En 1972 mes parents attendent un nouvel enfant, et toute la famille se prépare comme il se doit.

Le jour de sa naissance les médecins n'alarment pas mes parents, et pourtant... moins de deux jours plus tard le petit dernier meurt.

(Un temps de silence, c'est le plus difficile à faire à l'écrit, mais essayez quand même de laisser une pause ici, sans musique d'aucune sorte.)

Mon père devient fou de douleur, conduit sa voiture sans savoir où ni comment, se perd dans un chemin pour y pleurer sa colère.

Ma mère finit sous tranquillisants, et le médecin, qui a le franc-parler du médecin de campagne de l'époque (alors qu'ils sont en ville, dis-moi pourquoi je m'attache à ce détail ?), prévient mon père : "Ta femme, 'va falloir lui faire un autre gamin, sinon je vais finir par la faire enfermer."

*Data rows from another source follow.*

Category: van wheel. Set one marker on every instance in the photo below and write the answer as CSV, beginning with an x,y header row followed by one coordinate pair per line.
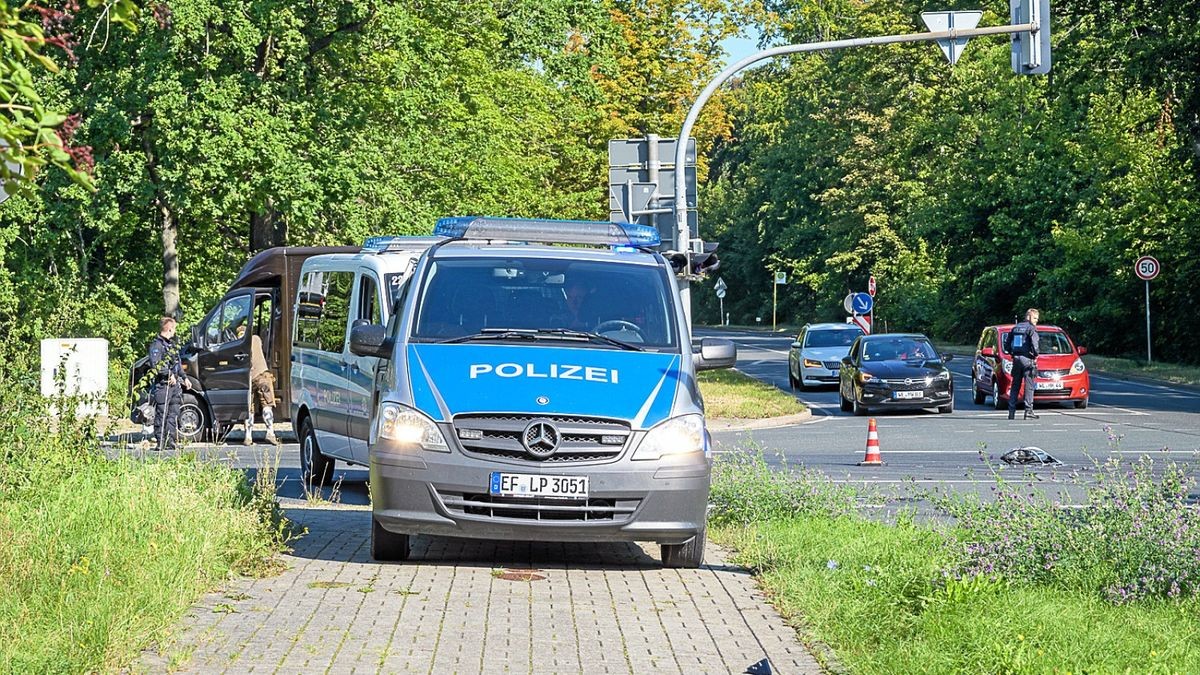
x,y
843,402
316,469
685,556
858,408
388,547
193,422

Comment nous, les enfants déjà là, avons-nous vécu ce moment, comment l'avons-nous traversé ? Qu'est-ce que notre famille a pu nous en dire ? Je n'en sais rien, je n'ai aucun souvenir et pas le cœur de réveiller la douleur de mes parents.

Je ne sais que deux choses : qu'une petite tombe blanche, minuscule, attend ses visites à la Toussaint, et qu'on vit avec mais qu'on ne s'habitue jamais, jamais, jamais à la mort de son enfant.

Tant d'années plus tard je regarde les miens, et je comprends.